Zenginleşmeyi geri verirken denkleştirici adalet
ilkesinin de gözetilmesi gerekmektedir. Konu ile ilgili emsal teşkil eden Yargıtay
3. Hukuk Dairesi’nin 27.03.2019 tarihli, 2017/13225 Esas ve 2019/2601 sayılı
kararı; “Sebepsiz zenginleşme, bir kimsenin mal varlığının haklı bir sebep
olmaksızın diğer bir kimsenin mal varlığı aleyhine çoğalması olup, sebepsiz
zenginleşme gereğince verilenlerin iadesi sağlanırken, ödenen paranın ödeme
tarihindeki alım gücüne ulaştırılması, başka bir deyişle denkleştirici adalet
ilkesinin uygulanması gerekir.
Denkleştirici adaleti ilkesi, haklı bir sebebe
dayanmadan, başkasının mal varlığından istifade ederek, kendi mal varlığını
artıran kişinin, elde ettiği kazanımı geri verme zorunda olduğunu ve gerçek bir
eski hale getirme yükümlülüğünü ifade eder.

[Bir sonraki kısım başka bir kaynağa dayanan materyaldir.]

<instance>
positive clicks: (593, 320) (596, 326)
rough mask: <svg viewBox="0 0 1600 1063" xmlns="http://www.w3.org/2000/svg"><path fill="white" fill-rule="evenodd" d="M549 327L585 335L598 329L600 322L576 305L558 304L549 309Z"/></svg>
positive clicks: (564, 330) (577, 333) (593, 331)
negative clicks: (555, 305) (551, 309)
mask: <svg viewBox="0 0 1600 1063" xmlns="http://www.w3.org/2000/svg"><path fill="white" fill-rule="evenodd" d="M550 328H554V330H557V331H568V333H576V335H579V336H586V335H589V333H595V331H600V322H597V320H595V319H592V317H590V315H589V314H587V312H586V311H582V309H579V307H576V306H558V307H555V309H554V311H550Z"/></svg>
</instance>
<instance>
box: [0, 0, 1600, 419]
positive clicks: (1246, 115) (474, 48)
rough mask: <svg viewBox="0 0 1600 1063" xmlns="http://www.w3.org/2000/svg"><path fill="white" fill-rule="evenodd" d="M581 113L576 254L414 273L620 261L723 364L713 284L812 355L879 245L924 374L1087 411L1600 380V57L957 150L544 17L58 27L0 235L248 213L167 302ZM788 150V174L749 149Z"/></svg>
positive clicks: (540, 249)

Denkleştirici adalet ilkesi gereğince güncelleme
yapılırken, güncellemeye esas alınan somut veriler tek tek uygulanarak ödeme
tarihinden ifanın imkânsız hale geldiği tarihe kadar paranın ulaştığı değer her
bir dönem için hesaplanmalı, sonra bunların ortalaması alınmalıdır.”
şeklindedir.
Sebepsiz
zenginleşme kapsamında tarafların iyi niyetli olup olmamasına göre
değerlendirme yapmak gerekir. Zira geri verme borcunun kapsamı, sebepsiz
zenginleşen kimsenin iyiniyetli olup olmamasına göre değişir. Zenginleşen kimse
iyiniyetli ise, yani malvarlığında gerçekleşen zenginleşmeyi geri vereceğini
bilmiyor veya bilmesi gerekmiyorsa, geri verme anında elinde kalmış olan
miktarı vermekle borcundan kurtulur. Daha önce elinden çıkmış olan kısmı geri
vermekle yükümlü değildir. (Yargıtay 9. Hukuk Dairesi’nin 30.05.2017 tarihli,
2017/4826 Esas ve 2017/9393 sayılı kararı) Ayrıca sebepsiz zenginleşen kimsenin
iyiniyetli olması durumunda ise yaptığı zorunlu ve yararlı giderleri
isteme hakkı bulunmaktadır. Ancak zenginleşen, zenginleşmeyi iyiniyetli
olmaksızın elden çıkarmışsa veya elden çıkarırken ileride geri vermek zorunda
kalabileceğini hesaba katması gerekiyorsa, zenginleşmenin tamamını geri
vermekle de yükümlüdür.
Kanun koyucu sebepsiz zenginleşen bu
zenginleşmeyi geri vermekle yükümlü kılmışsa da hukuka veya ahlaka aykırı bir sonucun
gerçekleşmesi amacıyla verilen şeyin geri istenemeyeceğini belirlemiştir.
Sebepsiz zenginleşmeden doğan istem hakkı, hak
sahibinin geri isteme hakkı olduğunu öğrendiği tarihten başlayarak iki
yılın ve her hâlde zenginleşmenin gerçekleştiği tarihten başlayarak on
yılın geçmesiyle zamanaşımına uğrar.